When you hire a contractor to complete building or repairs on your site -- whether it's residential or commercial -- you have some expectation that the contractor will complete the job he or she signed up for. The contractor, conversely, has some expectation that you will pay for the work that is done. These expectations should be spelled out in a contract, which is a legal protection for both you and the person doing the work.
If the contractor doesn't complete the work or doesn't do so in a satisfactory manner, you can turn to the contract for some protection. One of the first things you can do is fire the contractor. To do so without impunity, you do likely need to be able to show that the contractor has breached his or her side of the agreement. Otherwise, you could breach the contract by terminating the services with out cause.
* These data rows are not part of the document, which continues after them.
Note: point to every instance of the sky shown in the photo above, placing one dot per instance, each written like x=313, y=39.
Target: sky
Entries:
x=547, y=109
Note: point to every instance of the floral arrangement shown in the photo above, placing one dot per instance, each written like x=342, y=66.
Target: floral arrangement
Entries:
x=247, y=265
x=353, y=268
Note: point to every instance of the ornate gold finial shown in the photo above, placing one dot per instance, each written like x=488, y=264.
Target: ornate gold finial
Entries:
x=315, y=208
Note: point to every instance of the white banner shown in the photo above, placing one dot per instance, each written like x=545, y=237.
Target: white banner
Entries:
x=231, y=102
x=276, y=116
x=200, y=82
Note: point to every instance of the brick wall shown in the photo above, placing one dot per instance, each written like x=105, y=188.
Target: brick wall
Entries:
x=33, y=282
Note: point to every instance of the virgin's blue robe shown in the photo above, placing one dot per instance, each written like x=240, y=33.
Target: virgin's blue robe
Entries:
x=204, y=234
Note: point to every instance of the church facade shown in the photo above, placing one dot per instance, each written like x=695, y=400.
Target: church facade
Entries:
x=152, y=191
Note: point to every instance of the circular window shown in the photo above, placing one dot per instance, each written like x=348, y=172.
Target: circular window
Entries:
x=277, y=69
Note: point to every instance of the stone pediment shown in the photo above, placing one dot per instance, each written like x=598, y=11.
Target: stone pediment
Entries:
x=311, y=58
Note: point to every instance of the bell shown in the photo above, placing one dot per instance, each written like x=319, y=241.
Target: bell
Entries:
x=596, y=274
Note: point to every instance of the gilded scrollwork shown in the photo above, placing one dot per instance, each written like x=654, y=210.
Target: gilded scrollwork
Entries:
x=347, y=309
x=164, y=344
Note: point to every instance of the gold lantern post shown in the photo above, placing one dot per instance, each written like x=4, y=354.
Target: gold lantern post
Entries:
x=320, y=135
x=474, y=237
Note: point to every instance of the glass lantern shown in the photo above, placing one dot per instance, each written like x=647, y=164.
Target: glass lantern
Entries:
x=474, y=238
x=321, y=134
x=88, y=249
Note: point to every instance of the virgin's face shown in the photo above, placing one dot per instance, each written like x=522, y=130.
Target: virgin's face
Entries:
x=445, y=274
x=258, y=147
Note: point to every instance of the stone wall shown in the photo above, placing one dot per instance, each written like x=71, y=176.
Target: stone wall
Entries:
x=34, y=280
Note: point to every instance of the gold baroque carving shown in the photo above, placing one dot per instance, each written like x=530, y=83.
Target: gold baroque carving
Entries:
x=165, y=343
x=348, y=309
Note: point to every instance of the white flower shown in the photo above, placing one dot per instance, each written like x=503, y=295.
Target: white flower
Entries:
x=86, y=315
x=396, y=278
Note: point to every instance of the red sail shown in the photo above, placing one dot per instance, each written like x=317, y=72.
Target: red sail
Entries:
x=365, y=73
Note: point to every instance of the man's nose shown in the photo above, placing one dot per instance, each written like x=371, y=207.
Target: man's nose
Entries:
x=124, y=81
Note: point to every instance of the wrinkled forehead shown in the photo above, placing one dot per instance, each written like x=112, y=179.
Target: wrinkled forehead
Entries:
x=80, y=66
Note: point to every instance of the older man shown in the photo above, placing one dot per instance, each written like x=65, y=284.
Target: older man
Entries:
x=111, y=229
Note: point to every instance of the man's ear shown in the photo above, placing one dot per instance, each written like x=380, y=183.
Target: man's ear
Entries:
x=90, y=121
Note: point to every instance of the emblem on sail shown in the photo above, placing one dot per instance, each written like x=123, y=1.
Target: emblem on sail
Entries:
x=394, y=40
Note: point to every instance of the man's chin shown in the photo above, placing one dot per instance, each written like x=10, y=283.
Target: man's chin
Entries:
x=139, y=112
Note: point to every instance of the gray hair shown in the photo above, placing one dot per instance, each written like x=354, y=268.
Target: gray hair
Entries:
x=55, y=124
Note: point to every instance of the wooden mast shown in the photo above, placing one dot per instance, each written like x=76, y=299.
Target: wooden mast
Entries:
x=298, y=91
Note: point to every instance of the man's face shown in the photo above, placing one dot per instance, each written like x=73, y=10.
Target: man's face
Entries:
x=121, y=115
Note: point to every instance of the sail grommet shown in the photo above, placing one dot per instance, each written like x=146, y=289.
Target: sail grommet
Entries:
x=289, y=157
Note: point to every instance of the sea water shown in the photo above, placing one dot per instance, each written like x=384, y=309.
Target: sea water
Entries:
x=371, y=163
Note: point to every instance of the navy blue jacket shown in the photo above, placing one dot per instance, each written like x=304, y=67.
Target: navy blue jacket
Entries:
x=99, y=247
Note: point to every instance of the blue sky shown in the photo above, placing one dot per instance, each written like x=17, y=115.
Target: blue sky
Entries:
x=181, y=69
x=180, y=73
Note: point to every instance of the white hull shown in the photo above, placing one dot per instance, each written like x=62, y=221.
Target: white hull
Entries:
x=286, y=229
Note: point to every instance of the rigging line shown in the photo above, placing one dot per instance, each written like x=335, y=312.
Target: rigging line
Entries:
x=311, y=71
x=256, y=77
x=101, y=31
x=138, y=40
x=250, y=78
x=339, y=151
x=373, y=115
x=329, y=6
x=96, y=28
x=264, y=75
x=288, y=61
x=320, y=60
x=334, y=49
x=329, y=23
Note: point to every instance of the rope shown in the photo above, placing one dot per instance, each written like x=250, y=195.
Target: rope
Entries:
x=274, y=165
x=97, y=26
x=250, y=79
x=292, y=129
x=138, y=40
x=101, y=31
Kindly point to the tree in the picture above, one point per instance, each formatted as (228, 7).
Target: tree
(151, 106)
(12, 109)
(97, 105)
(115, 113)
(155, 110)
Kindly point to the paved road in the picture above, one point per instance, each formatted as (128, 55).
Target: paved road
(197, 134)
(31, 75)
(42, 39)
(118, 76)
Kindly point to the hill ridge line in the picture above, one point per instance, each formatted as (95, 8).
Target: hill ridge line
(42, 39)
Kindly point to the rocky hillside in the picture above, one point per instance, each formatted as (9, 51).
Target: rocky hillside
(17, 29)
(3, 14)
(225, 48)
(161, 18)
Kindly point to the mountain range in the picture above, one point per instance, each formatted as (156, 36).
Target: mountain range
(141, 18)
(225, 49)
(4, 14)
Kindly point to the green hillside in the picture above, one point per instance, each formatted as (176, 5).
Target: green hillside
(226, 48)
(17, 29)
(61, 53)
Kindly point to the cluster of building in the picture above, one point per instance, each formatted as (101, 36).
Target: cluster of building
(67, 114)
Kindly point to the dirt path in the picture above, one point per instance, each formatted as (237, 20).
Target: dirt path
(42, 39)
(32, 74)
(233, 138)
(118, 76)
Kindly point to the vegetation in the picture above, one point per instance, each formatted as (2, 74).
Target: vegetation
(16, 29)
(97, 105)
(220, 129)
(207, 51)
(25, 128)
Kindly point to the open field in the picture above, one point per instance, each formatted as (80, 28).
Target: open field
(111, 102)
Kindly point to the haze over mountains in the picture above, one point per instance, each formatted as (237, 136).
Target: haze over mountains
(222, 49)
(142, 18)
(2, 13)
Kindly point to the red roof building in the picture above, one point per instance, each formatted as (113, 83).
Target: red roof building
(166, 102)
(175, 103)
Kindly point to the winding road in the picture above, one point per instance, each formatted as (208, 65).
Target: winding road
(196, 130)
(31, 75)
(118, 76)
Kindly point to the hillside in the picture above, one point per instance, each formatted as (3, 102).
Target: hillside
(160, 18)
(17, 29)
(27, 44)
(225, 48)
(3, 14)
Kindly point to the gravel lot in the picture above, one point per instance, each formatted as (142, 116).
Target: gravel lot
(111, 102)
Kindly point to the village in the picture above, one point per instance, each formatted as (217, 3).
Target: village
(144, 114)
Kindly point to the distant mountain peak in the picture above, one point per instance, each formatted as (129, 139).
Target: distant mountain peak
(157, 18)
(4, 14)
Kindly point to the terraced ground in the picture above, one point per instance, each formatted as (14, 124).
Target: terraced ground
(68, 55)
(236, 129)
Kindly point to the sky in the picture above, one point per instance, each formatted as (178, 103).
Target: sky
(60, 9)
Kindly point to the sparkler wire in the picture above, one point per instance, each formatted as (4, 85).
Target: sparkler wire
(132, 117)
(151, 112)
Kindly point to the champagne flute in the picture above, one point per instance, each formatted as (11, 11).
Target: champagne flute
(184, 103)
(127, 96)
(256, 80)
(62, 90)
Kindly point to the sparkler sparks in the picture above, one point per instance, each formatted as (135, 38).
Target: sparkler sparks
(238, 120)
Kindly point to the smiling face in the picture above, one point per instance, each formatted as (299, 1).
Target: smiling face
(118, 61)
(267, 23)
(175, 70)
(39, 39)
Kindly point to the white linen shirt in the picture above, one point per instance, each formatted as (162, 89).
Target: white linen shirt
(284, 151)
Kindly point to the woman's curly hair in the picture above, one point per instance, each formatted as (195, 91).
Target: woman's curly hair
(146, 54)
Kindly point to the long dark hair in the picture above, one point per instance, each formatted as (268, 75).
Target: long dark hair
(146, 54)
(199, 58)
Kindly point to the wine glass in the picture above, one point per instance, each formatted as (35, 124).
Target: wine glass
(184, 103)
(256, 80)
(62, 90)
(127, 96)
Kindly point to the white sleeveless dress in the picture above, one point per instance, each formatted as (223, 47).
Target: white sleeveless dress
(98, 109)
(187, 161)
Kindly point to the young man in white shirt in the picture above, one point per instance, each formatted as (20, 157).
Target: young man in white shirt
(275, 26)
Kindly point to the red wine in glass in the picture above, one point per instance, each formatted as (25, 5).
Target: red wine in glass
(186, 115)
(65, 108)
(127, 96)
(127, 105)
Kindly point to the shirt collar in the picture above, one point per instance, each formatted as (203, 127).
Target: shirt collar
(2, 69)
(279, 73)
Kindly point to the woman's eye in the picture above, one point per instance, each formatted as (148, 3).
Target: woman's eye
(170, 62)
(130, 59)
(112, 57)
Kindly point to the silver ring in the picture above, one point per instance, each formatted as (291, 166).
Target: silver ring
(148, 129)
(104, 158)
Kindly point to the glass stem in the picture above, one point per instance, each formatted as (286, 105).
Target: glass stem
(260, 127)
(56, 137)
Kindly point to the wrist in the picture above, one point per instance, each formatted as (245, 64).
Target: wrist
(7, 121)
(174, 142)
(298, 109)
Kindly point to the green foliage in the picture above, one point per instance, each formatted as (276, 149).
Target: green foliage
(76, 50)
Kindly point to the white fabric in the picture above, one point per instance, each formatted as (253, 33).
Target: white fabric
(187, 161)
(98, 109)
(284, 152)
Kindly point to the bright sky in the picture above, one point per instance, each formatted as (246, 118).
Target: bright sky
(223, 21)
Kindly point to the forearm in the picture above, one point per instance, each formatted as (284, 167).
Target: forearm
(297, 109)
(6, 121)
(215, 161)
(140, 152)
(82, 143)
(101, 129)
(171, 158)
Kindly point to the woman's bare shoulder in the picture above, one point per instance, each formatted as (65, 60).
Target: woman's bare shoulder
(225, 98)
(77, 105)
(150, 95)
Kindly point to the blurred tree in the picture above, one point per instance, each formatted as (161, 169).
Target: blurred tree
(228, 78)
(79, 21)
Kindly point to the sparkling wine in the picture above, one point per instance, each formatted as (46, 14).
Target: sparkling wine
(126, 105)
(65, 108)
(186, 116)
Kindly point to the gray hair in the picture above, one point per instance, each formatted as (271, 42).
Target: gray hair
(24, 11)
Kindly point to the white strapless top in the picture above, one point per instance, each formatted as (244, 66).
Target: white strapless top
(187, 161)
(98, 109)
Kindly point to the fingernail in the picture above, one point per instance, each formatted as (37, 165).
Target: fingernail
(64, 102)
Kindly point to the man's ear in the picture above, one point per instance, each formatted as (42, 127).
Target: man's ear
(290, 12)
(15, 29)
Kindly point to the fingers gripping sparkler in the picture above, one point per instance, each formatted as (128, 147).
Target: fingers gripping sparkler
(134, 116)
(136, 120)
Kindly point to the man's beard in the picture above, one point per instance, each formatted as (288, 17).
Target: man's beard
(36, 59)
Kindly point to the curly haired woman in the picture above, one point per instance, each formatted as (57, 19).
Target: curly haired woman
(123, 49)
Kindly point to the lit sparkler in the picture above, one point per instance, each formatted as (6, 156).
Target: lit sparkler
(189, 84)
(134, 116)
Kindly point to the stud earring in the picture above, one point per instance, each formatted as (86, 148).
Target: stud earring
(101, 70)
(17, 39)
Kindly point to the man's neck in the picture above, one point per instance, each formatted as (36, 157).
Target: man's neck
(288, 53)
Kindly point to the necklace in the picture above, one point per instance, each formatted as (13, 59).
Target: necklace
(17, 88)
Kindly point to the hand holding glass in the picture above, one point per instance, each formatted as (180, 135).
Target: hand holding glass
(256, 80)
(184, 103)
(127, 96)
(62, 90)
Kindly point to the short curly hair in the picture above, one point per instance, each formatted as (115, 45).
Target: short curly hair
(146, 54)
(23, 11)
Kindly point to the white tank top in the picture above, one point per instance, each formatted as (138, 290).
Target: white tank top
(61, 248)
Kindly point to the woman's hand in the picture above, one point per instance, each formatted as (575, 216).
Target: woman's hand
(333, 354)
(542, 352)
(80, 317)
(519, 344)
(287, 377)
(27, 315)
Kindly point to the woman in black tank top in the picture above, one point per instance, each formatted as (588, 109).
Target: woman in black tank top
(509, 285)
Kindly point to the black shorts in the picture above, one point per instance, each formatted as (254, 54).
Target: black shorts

Next, you do have the option of filing complaints or leaving the contractor bad reviews to let other potential customers know about your experience. Complaints can be filed with the Better Business Bureau or professional organizations. Some licensing boards and professional membership agencies do take complaints; if your matter is especially serious and reflects a lack of professional work ethic or attention to safety, some of these organizations might even launch an investigation.
Finally, you can work with a construction law professional to seek a legal channel for your complaint. Legal channels, including hearings and lawsuits, can help you seek compensation for any damages the contractor might have caused with defective work. They can also help you get your work completed according to contract.